The Hacking Economy

Five things to do after your data has been stolen

maxkabakov | Getty Images

Whether you know it or not, you've been hacked — probably several times by now.

You are in good company: There have been 6,467 data breaches since 2005, compromising 879,889,874 records, according to Identity Theft Resource Center. So what should you do when you first learn that your personal information may have been stolen by criminals?

"It sounds counterintuitive, but you don't want to panic," said Matt Ehrlich, vice president of fraud and identity product strategy at credit reporting agency Experian.

Here are five pro tips from people in the business of protecting information.

1) Contact your financial services and health providers

The most important first step is to contact all of your financial, health and insurance organizations, said IBM Security Services Global Lead, Wendi Whitmore. That way your bank, retirement broker, mortgage lender and health insurance provider can be on the lookout for any suspicious activity, such as fraudulent purchases or prescriptions. It is a good idea to keep a list of all this information offline and replicated in several areas, said Whitmore.

"For victims of personal consumer theft, it's still a really challenging area," said Whitmore. "It's difficult for consumers to have a lot of protections in place. Some of the things that you can do are fairly manual."

2) Check your credit report and request a security freeze

Review your credit report and financial reports, something it is good to get into the habit of doing periodically, said Whitmore.

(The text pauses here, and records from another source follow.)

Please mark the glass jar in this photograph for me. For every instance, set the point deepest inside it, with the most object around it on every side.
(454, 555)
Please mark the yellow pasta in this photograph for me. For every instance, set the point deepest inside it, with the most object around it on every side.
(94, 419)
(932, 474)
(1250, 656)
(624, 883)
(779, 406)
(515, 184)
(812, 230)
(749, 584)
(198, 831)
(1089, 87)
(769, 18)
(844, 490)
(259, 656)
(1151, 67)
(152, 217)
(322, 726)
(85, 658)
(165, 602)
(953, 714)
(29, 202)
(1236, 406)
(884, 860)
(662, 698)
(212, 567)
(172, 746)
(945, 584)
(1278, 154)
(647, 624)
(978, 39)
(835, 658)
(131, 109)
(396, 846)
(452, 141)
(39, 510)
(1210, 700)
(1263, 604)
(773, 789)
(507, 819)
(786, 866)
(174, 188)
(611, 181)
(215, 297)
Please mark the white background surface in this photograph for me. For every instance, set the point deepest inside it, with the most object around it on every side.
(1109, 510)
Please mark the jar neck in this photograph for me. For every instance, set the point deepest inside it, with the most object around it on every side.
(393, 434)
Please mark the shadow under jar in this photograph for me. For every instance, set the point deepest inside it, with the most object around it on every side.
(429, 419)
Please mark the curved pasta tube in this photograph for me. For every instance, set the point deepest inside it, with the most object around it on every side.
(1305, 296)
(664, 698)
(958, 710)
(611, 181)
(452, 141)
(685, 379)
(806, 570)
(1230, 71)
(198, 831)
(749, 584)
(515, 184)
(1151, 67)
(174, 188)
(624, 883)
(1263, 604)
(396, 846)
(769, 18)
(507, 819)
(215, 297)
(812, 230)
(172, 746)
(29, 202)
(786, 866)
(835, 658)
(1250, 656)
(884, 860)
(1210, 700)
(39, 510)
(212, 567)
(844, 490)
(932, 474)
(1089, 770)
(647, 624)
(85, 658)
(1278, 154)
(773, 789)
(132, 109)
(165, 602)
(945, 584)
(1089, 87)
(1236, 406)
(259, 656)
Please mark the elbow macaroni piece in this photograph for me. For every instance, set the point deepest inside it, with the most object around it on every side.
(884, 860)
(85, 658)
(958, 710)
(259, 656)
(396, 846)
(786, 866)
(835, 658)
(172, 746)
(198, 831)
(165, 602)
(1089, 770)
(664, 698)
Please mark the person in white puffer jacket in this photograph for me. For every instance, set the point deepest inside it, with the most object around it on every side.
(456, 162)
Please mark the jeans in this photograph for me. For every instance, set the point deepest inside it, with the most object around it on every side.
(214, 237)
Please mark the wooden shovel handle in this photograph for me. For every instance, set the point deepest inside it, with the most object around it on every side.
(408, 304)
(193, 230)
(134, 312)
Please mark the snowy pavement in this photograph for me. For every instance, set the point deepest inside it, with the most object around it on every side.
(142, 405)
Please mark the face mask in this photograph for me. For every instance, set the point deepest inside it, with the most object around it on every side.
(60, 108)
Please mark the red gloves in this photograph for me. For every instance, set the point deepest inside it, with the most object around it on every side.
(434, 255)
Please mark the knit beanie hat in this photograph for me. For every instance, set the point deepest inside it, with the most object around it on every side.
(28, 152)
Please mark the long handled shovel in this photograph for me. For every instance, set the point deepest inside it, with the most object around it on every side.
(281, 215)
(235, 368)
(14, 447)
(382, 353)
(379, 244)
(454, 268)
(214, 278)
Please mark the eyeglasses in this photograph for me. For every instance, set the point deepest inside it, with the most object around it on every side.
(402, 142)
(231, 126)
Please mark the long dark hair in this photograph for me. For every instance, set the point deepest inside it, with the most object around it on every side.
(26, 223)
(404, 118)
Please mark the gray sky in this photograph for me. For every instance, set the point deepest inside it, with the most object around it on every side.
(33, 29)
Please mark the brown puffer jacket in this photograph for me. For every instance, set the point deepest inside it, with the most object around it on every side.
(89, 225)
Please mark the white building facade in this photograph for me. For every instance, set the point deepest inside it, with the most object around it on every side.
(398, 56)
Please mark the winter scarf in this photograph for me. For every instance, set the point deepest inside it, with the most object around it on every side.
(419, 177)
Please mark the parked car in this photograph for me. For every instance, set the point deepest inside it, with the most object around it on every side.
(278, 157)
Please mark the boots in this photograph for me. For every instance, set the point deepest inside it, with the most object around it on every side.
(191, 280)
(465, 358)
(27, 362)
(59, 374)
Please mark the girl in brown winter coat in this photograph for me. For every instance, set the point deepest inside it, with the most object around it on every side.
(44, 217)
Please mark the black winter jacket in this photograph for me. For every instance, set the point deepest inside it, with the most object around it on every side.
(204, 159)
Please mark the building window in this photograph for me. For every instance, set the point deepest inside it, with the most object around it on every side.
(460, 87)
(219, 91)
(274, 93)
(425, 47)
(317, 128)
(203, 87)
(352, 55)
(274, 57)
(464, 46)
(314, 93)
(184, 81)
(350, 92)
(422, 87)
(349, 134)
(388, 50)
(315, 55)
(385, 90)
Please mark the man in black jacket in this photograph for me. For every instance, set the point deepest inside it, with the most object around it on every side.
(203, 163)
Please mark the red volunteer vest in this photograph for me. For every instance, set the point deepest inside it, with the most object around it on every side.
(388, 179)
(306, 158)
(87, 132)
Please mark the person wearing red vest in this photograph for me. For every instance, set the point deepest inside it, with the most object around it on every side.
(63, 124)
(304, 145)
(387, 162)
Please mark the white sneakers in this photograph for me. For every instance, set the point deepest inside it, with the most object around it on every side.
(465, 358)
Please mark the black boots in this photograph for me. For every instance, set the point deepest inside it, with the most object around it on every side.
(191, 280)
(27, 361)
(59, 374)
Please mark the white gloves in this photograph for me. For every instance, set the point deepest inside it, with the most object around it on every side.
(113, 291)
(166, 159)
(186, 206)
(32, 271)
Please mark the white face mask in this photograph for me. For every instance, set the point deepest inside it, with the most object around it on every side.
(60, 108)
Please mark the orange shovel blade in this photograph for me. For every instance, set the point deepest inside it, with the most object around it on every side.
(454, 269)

Anyone can get a copy for free once a year from Annual Credit

Experian, TransUnion and Equifax allow victims of fraud or identity theft to place a temporary security freeze on their account at no cost to prevent lenders and others from accessing their credit report in response to a new credit application. This informs lenders to take extra precautions before extending credit in your name, such as reaching out to you by phone to verify that the request really came from you. You can do this online or over the phone, and it's probably a good idea, said Ehrlich.

A smart move is to file a police report at your local police station, which will allow you to increase the amount of time the credit unions will allow you to place a credit freeze on your account, said Whitmore.

3) Change passwords across all accounts and make them hard to guess

The simplest thing you can do is change all of your online passwords and make sure you are using two-factor authentication — doing this can help mitigate the potential fallout from a breach, said Dimitri Sirota, chief executive officer of cybersecurity firm BigID.

A proactive next step is to implement a password manager like Last Pass that will store all your passwords in an encrypted file. Of course, there are pros and cons to doing this since these services could potentially also be breached.

4) Check your financial statements

"The reality is, we all have to be very vigilant with our personal information," said Whitmore.

That means regularly checking bank and credit card statements for purchases you did not make. Take advantage of free activity alerts offered by banks and credit cards, said Ehrlich. Over time, financial institutions have added more text and email options to let customers keep track of all activity via their mobile devices, and if you haven't logged into your account recently you should check out the latest services on offer, said Ehrlich.

Also, it's not just big transactions to be on the lookout for. Keep an eye out for small amounts going out of your account as criminals may be testing while they wait for your paycheck to hit, said Ehrlich.

"Bring that to the attention of the bank or the business right away," he said.

5) Bring in the experts: Use a credit-monitoring agency

When you have been the victim of a breach, companies are typically required to cover between one to three years of credit-monitoring services. Whitmore says: Take it!

Make sure you sign up for these services, which will proactively look for credit or identity-related transactions and alert you about any suspicious activity or if your information is posted on the dark web.

Such services are offered by the three major credit-reporting companies — Experian's version is called Protect My ID — as well as others like LifeLock and AllClear ID.

Tek Image | Getty Images

Bonus tip: Limiting the amount of personal information you share on social media can also help to protect you from real-world damage to your credit since thieves will often comb social media sites for information that will help them steal your identity.